There's a grain of salt to take with this result, which the paper also mentions:
First, the accuracy obtained in these experiments are not at the level of the state of the art. This is because of the budget constraint that forbids training for longer times. One could argue that the variations observed in these experiments could very well disappear after longer training times and/or with the better setup required to reach higher accuracy.
That said, this paper is a nice example of a growing concern on my end. Neural networks are not deterministic. At all.. This is a shame because it suggests that papers may be favoring luck by accident.
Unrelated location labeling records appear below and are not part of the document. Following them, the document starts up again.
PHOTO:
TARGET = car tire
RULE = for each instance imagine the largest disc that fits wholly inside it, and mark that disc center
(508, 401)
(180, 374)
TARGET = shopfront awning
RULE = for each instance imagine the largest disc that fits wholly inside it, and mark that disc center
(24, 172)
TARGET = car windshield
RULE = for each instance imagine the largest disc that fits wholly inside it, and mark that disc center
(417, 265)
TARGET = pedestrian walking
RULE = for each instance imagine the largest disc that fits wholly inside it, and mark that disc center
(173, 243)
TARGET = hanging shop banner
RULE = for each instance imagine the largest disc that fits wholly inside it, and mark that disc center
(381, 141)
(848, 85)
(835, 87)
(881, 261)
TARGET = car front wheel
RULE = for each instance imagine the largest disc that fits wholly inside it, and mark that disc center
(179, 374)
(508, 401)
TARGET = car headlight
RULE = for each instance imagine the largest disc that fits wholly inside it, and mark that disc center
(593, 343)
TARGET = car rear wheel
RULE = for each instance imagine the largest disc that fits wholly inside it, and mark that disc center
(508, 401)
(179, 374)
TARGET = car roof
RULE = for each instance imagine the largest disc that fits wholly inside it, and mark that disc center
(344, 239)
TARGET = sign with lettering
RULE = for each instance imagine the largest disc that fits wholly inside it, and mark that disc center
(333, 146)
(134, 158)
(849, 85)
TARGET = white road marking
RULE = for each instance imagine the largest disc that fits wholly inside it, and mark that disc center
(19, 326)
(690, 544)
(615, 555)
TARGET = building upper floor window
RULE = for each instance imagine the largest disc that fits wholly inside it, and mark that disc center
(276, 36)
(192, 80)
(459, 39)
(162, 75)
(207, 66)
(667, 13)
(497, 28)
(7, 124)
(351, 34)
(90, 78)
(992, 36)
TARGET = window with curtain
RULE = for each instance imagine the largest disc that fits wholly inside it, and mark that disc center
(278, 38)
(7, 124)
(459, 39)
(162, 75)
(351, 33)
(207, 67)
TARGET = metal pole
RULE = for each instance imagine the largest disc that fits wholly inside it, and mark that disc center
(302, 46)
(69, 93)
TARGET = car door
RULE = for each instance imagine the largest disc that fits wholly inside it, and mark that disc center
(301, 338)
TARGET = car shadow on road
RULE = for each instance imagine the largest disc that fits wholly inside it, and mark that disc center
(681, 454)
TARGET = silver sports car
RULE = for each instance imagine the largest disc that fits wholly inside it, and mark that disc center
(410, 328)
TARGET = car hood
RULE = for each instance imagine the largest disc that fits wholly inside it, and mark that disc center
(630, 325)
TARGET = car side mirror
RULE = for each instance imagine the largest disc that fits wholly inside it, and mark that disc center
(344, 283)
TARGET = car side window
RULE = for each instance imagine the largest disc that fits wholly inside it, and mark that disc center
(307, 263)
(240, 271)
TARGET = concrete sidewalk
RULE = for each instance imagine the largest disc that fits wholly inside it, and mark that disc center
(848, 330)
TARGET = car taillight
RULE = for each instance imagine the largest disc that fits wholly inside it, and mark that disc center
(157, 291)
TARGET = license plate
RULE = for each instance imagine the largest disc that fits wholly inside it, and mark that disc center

Or as the author nicely puts it:
As a matter of comparison, there are more than 10^4 submissions to major computer vision conferences each year. Of course, the submissions are not submitting the very same model, but they nonetheless account for an exploration of the seed landscape comparable in scale of the present study, of which the best ones are more likely to be selected for publication because of the impression it has on the reviewers.
For each of these submissions, the researchers are likely to have modified many times hyper-parameters or even the computational graph through trial and error as is common practice in deep learning. Even if these changes where insignificant in terms of accuracy, they would have contributed to an implicit scan of seeds. Authors may inadvertently be searching for a lucky seed just by tweaking their model. Competing teams on a similar subject with similar methods may unknowingly aggregate the search for lucky seeds.
I am definitely not saying that all recent publications in computer vision are the result of lucky seed optimization. This is clearly not the case, these methods work. However, in the light of this short study, I am inclined to believe that many results are overstated due to implicit seed selection - be it from common experimental practice of trial and error or of the “evolutionary pressure” that peer review exerts on them.